Peter Judge at TechWorld reports that BT may be introducing a combined Wi-Fi/cellular service, but it's not what you think: When customers make calls in their homes using a combined GSM/Wi-Fi phone, the call is carried over Wi-Fi between the phone and the access point. But the access point is backhauled over the GSM network. Instead of realizing the cost savings of carrying a call over IP over a broadband fixed connection, BT chooses to use the more expensive GSM network. The service becomes, in essence, a method for improving cell phone coverage in the home.

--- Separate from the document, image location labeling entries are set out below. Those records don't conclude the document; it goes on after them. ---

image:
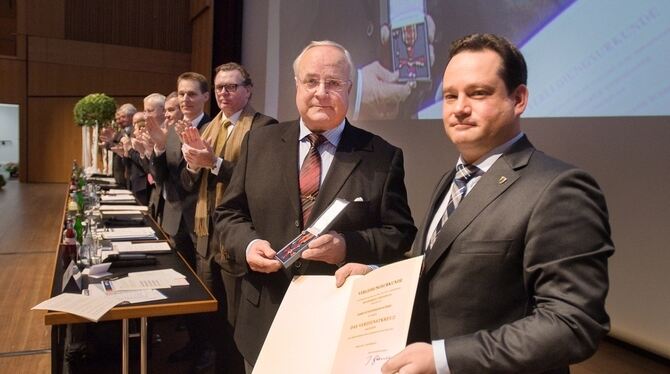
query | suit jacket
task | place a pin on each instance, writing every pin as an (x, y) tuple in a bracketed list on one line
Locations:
[(517, 278), (191, 182), (167, 167), (262, 202)]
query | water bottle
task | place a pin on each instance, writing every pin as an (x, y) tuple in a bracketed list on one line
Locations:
[(87, 245)]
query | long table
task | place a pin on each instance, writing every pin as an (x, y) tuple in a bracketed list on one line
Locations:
[(194, 298)]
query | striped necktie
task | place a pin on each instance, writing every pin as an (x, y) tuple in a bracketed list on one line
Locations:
[(464, 173), (310, 176)]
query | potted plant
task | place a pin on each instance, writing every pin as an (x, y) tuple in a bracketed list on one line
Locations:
[(12, 168), (91, 112)]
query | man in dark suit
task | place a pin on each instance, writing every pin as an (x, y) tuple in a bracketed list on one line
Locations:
[(137, 164), (110, 138), (168, 162), (515, 242), (265, 207), (211, 159), (154, 111)]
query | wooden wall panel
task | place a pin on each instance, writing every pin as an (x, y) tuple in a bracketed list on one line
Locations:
[(53, 139), (50, 73), (202, 20), (46, 79), (13, 78), (131, 23)]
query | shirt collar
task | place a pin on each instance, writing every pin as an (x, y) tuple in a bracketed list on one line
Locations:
[(485, 162), (333, 135), (197, 120), (234, 118)]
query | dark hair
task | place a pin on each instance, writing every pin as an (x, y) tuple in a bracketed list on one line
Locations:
[(513, 70), (193, 76), (231, 66)]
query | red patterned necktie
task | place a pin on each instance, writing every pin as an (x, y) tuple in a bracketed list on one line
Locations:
[(310, 176), (459, 187)]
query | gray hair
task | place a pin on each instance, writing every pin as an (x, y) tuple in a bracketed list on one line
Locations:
[(327, 43), (127, 109)]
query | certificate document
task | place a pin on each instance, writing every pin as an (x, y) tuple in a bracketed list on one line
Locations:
[(320, 328)]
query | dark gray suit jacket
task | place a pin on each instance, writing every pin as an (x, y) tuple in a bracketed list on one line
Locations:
[(517, 278), (262, 202), (166, 168)]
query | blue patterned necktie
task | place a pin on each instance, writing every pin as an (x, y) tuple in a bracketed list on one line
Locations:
[(310, 176), (464, 173)]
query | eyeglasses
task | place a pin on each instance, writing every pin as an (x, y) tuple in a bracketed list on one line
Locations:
[(330, 84), (230, 88)]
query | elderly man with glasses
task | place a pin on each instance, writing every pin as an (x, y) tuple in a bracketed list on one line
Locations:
[(289, 173)]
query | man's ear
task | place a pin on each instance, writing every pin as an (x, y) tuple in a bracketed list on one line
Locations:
[(520, 97)]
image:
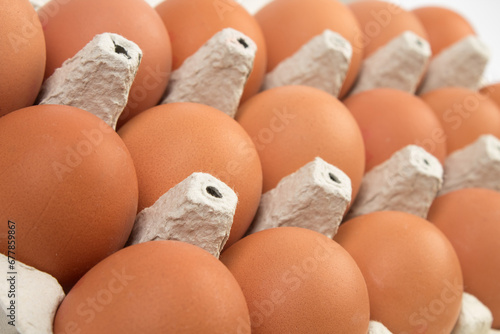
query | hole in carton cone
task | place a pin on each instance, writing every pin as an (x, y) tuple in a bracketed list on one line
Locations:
[(334, 178), (214, 192), (243, 42)]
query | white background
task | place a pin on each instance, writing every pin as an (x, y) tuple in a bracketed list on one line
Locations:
[(484, 15)]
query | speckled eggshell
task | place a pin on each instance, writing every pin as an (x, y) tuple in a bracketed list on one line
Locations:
[(155, 287), (191, 23), (69, 185), (22, 62), (170, 142), (391, 119), (382, 21), (470, 218), (413, 274), (464, 114), (289, 24), (444, 27), (299, 281), (69, 25), (292, 125)]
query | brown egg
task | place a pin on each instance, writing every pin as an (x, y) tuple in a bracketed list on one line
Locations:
[(412, 272), (69, 185), (289, 24), (382, 21), (23, 55), (292, 125), (69, 25), (464, 114), (391, 119), (170, 142), (493, 92), (444, 27), (155, 287), (299, 281), (190, 23), (470, 219)]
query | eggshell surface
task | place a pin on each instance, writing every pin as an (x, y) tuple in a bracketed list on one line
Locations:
[(23, 55), (289, 24), (69, 185), (413, 274), (299, 281), (191, 23), (464, 114), (155, 287), (69, 25), (170, 142), (382, 21), (292, 125), (444, 27), (391, 119), (470, 219)]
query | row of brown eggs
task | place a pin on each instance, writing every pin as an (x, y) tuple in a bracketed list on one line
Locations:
[(74, 186)]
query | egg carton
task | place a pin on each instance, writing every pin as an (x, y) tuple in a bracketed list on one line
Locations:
[(323, 62)]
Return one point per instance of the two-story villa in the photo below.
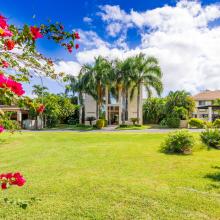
(204, 105)
(112, 107)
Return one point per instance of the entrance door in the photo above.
(113, 115)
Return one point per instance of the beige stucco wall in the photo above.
(90, 108)
(132, 107)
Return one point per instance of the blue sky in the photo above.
(116, 36)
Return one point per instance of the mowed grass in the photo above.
(109, 176)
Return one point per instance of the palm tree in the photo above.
(146, 72)
(122, 82)
(39, 90)
(94, 79)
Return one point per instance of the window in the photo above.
(201, 103)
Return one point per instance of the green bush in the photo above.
(173, 122)
(208, 124)
(90, 119)
(178, 142)
(216, 123)
(134, 120)
(106, 122)
(196, 123)
(100, 123)
(211, 138)
(7, 123)
(10, 124)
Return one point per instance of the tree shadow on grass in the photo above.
(214, 176)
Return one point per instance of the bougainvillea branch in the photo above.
(18, 53)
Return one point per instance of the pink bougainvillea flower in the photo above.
(77, 46)
(35, 32)
(76, 35)
(12, 85)
(41, 109)
(1, 129)
(3, 23)
(9, 44)
(5, 64)
(5, 33)
(18, 179)
(70, 48)
(9, 179)
(4, 186)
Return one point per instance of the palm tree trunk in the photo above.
(123, 106)
(138, 103)
(97, 110)
(36, 122)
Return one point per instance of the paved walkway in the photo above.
(113, 130)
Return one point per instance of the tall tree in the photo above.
(146, 72)
(122, 82)
(39, 90)
(94, 78)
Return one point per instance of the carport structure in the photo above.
(211, 111)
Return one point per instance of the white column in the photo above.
(210, 113)
(19, 116)
(141, 105)
(120, 107)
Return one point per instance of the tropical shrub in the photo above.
(181, 112)
(208, 124)
(196, 123)
(9, 124)
(216, 123)
(106, 122)
(100, 123)
(153, 110)
(90, 119)
(134, 120)
(9, 179)
(211, 138)
(178, 142)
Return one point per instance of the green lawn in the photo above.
(79, 127)
(109, 176)
(135, 127)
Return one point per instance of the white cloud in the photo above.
(179, 36)
(87, 19)
(90, 39)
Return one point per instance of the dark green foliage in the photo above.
(9, 124)
(90, 119)
(181, 112)
(196, 123)
(178, 142)
(100, 123)
(179, 99)
(211, 138)
(134, 120)
(173, 121)
(153, 110)
(73, 119)
(216, 123)
(58, 109)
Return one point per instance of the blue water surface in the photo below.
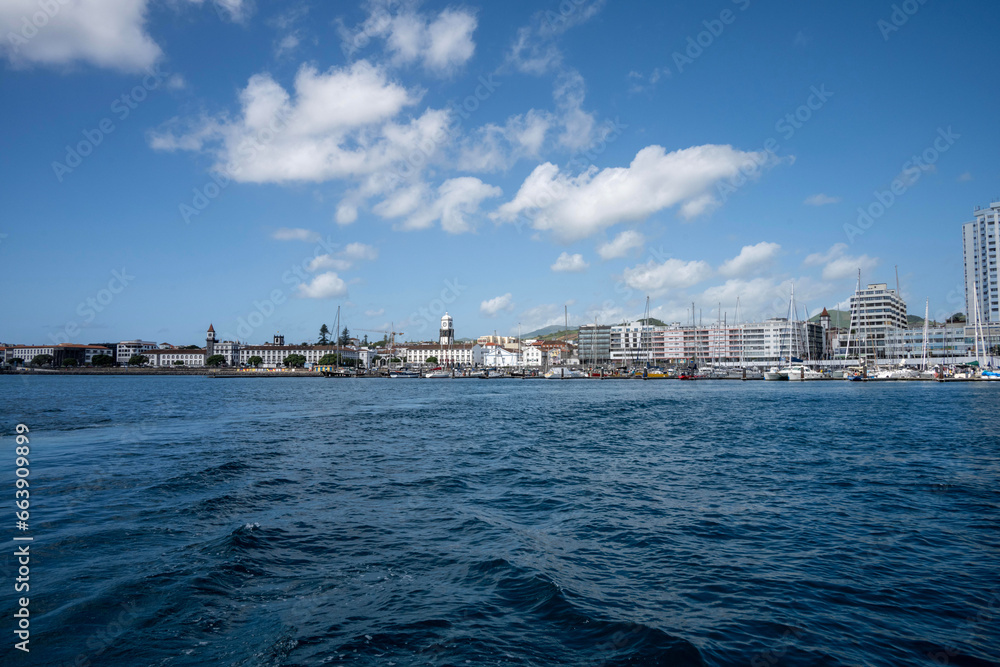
(287, 521)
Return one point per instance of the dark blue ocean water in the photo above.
(191, 521)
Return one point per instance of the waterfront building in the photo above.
(167, 358)
(497, 356)
(82, 354)
(457, 354)
(127, 348)
(754, 343)
(594, 344)
(274, 355)
(979, 250)
(876, 311)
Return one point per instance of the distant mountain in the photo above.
(544, 331)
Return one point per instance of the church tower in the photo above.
(447, 331)
(210, 342)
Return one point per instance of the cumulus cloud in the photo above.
(821, 200)
(360, 251)
(440, 43)
(621, 245)
(295, 234)
(751, 258)
(574, 207)
(838, 265)
(456, 201)
(655, 278)
(491, 307)
(567, 263)
(322, 262)
(104, 33)
(324, 286)
(335, 124)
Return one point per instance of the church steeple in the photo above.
(210, 342)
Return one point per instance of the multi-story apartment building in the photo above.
(876, 311)
(127, 348)
(753, 343)
(594, 344)
(979, 249)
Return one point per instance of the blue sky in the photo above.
(256, 165)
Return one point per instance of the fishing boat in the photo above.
(775, 374)
(564, 374)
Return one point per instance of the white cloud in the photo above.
(441, 44)
(574, 207)
(324, 286)
(838, 265)
(295, 234)
(491, 307)
(456, 201)
(621, 245)
(567, 263)
(657, 278)
(820, 199)
(324, 262)
(751, 258)
(338, 124)
(104, 33)
(360, 251)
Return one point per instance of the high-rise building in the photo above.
(594, 343)
(979, 242)
(876, 312)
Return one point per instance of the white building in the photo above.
(979, 242)
(459, 354)
(274, 355)
(876, 311)
(127, 348)
(168, 358)
(496, 356)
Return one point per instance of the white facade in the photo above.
(979, 245)
(876, 311)
(464, 354)
(495, 356)
(274, 355)
(167, 358)
(127, 348)
(753, 343)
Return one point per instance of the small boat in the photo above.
(775, 374)
(564, 374)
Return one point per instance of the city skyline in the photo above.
(402, 159)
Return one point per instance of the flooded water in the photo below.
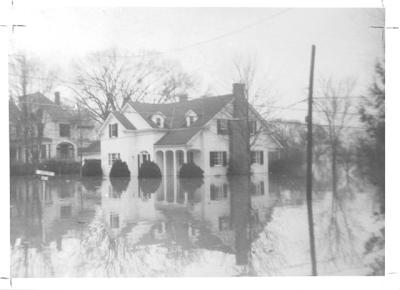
(172, 227)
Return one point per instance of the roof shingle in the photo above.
(205, 108)
(124, 121)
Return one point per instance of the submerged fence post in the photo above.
(309, 166)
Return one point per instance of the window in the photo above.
(112, 157)
(218, 192)
(158, 119)
(43, 151)
(218, 158)
(190, 156)
(222, 127)
(144, 156)
(190, 120)
(65, 211)
(253, 127)
(65, 130)
(113, 130)
(191, 117)
(257, 188)
(114, 221)
(257, 157)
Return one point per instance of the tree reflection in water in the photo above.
(119, 185)
(182, 227)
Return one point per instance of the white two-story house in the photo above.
(171, 134)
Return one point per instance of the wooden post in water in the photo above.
(309, 165)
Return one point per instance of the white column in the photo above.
(174, 162)
(174, 175)
(184, 156)
(164, 163)
(164, 178)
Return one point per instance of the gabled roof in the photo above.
(124, 121)
(56, 112)
(93, 147)
(205, 108)
(14, 112)
(178, 136)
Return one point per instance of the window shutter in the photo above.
(252, 157)
(224, 158)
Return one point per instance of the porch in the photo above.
(170, 160)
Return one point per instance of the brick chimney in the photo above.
(183, 98)
(57, 98)
(239, 132)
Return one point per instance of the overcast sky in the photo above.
(207, 40)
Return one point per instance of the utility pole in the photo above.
(309, 165)
(80, 126)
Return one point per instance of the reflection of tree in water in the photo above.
(149, 186)
(91, 184)
(108, 254)
(190, 185)
(119, 185)
(339, 235)
(30, 250)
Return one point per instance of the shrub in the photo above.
(22, 169)
(190, 170)
(92, 167)
(190, 185)
(91, 183)
(149, 169)
(149, 185)
(61, 167)
(119, 169)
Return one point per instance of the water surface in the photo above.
(171, 227)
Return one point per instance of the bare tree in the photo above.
(335, 103)
(107, 79)
(259, 92)
(29, 75)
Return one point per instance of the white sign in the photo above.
(43, 172)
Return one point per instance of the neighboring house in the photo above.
(49, 130)
(186, 131)
(14, 129)
(92, 151)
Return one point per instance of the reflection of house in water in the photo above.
(213, 213)
(42, 213)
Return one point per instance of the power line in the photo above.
(206, 41)
(316, 125)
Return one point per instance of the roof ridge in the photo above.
(178, 102)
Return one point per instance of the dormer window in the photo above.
(191, 117)
(158, 119)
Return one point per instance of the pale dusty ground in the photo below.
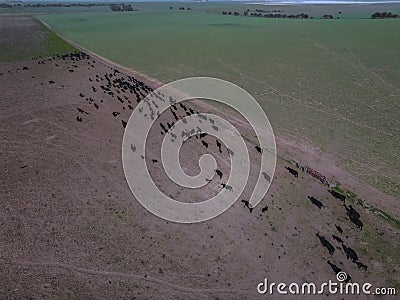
(71, 229)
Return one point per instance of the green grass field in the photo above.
(29, 39)
(332, 83)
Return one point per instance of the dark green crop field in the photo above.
(334, 84)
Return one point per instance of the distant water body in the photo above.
(296, 2)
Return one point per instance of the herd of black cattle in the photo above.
(353, 216)
(114, 84)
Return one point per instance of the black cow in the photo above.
(163, 127)
(266, 176)
(293, 172)
(247, 204)
(350, 253)
(337, 238)
(326, 244)
(360, 265)
(203, 135)
(339, 229)
(316, 202)
(337, 195)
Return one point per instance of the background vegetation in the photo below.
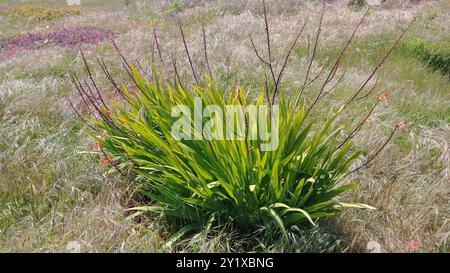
(54, 195)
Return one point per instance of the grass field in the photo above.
(55, 196)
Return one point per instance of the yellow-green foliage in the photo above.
(38, 14)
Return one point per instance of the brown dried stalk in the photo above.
(316, 41)
(275, 78)
(206, 52)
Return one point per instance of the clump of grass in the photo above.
(436, 57)
(67, 37)
(38, 14)
(206, 181)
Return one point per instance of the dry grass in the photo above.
(51, 194)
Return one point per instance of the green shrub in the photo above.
(231, 180)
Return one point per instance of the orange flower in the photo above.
(402, 124)
(413, 245)
(383, 97)
(106, 160)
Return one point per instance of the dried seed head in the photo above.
(106, 160)
(383, 97)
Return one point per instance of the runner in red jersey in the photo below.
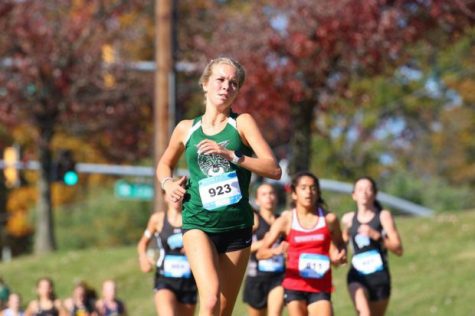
(313, 242)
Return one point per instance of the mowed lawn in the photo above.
(436, 275)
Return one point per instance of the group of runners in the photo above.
(210, 238)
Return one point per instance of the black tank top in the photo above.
(170, 238)
(257, 267)
(172, 262)
(367, 251)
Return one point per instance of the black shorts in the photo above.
(230, 241)
(256, 289)
(308, 297)
(184, 288)
(377, 284)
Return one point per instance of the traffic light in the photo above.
(11, 156)
(108, 57)
(64, 168)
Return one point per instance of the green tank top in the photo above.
(207, 168)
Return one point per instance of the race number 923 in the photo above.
(219, 190)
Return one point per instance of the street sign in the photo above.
(133, 191)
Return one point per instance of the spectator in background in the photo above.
(175, 287)
(46, 303)
(371, 232)
(263, 292)
(109, 304)
(4, 293)
(13, 306)
(80, 303)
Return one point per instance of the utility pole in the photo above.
(164, 82)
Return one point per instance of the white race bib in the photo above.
(175, 266)
(220, 190)
(368, 262)
(313, 266)
(274, 264)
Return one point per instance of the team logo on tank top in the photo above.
(213, 164)
(362, 240)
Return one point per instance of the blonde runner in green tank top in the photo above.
(217, 192)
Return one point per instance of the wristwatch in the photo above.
(237, 157)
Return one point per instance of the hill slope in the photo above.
(434, 277)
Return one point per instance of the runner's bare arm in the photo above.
(279, 227)
(392, 239)
(264, 162)
(169, 159)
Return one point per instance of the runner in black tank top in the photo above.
(262, 288)
(173, 271)
(175, 288)
(369, 265)
(371, 232)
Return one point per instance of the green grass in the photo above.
(436, 275)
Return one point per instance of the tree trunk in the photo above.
(44, 234)
(301, 140)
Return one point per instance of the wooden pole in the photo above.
(163, 70)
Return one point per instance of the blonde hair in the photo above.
(241, 72)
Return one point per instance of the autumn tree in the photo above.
(54, 78)
(300, 55)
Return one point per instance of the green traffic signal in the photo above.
(70, 177)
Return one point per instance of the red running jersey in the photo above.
(308, 264)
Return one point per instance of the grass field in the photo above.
(436, 275)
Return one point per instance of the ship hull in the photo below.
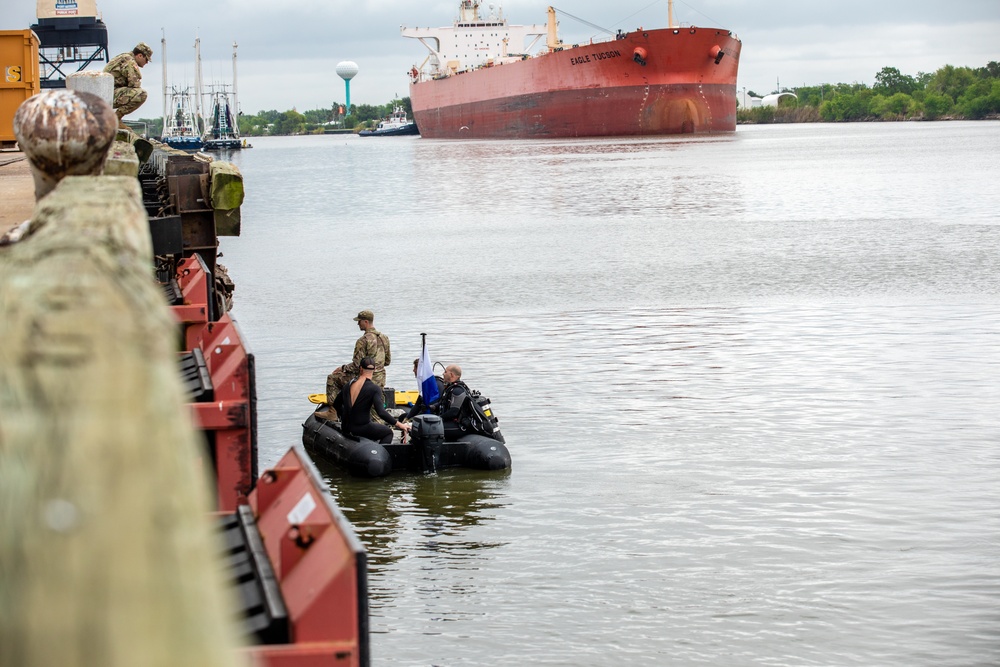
(591, 91)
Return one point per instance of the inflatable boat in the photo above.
(433, 444)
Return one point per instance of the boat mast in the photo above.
(163, 57)
(236, 97)
(199, 119)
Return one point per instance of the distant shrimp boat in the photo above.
(223, 133)
(181, 129)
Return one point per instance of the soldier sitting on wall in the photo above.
(129, 95)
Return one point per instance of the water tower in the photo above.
(347, 70)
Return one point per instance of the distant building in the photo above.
(774, 99)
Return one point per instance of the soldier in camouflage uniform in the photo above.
(372, 344)
(129, 96)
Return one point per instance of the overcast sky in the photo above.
(289, 49)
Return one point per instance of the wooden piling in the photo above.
(107, 553)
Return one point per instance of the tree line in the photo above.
(950, 92)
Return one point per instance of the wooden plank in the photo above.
(107, 552)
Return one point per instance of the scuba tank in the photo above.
(468, 411)
(427, 436)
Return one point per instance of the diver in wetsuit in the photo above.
(419, 407)
(354, 404)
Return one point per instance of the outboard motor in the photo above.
(427, 439)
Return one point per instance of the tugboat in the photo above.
(397, 124)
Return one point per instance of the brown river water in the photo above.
(750, 385)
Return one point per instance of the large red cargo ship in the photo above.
(479, 81)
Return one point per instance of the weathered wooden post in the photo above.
(107, 552)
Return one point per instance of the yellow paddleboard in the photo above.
(402, 398)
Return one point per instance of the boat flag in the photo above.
(425, 374)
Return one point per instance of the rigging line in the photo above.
(586, 23)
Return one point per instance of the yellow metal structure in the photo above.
(18, 77)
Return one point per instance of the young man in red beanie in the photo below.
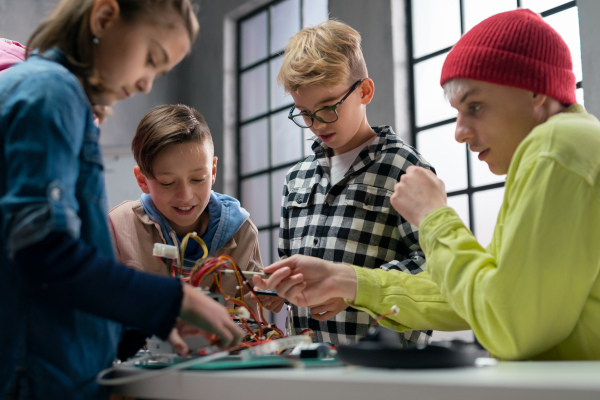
(534, 293)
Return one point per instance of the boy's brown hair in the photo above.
(164, 126)
(328, 54)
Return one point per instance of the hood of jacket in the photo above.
(226, 216)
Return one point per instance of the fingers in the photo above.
(259, 283)
(288, 288)
(179, 346)
(324, 316)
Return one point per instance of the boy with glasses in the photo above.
(336, 203)
(534, 292)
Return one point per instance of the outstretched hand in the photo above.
(308, 281)
(210, 316)
(418, 193)
(329, 309)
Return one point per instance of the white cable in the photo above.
(152, 374)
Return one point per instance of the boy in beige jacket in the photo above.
(176, 169)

The idea doesn't make sense in any context, but you might understand it if the offering was being made by a cell phone operator that stands to benefit by keeping calls on its network. But this is BT, which doesn't have a cell phone network and will supply the cellular link via resale agreements with a mobile operator. It would make so much more sense for BT to backhaul the access points using its own wired network, using voice over IP and charging customers slightly reduced rates than the cell phone networks for the calls that use the system. That sounds like it could be a profitable service and would allow BT to beat out cellular operators that don't own their own landline networks.
This service is basically an update to the previously announced Bluephone initiative and shouldn't be available until 2006. Given the track record of the Bluephone plan, which was initially set to be introduced using Bluetooth instead of Wi-Fi in 2003, it might not be surprising if the whole plan changes again.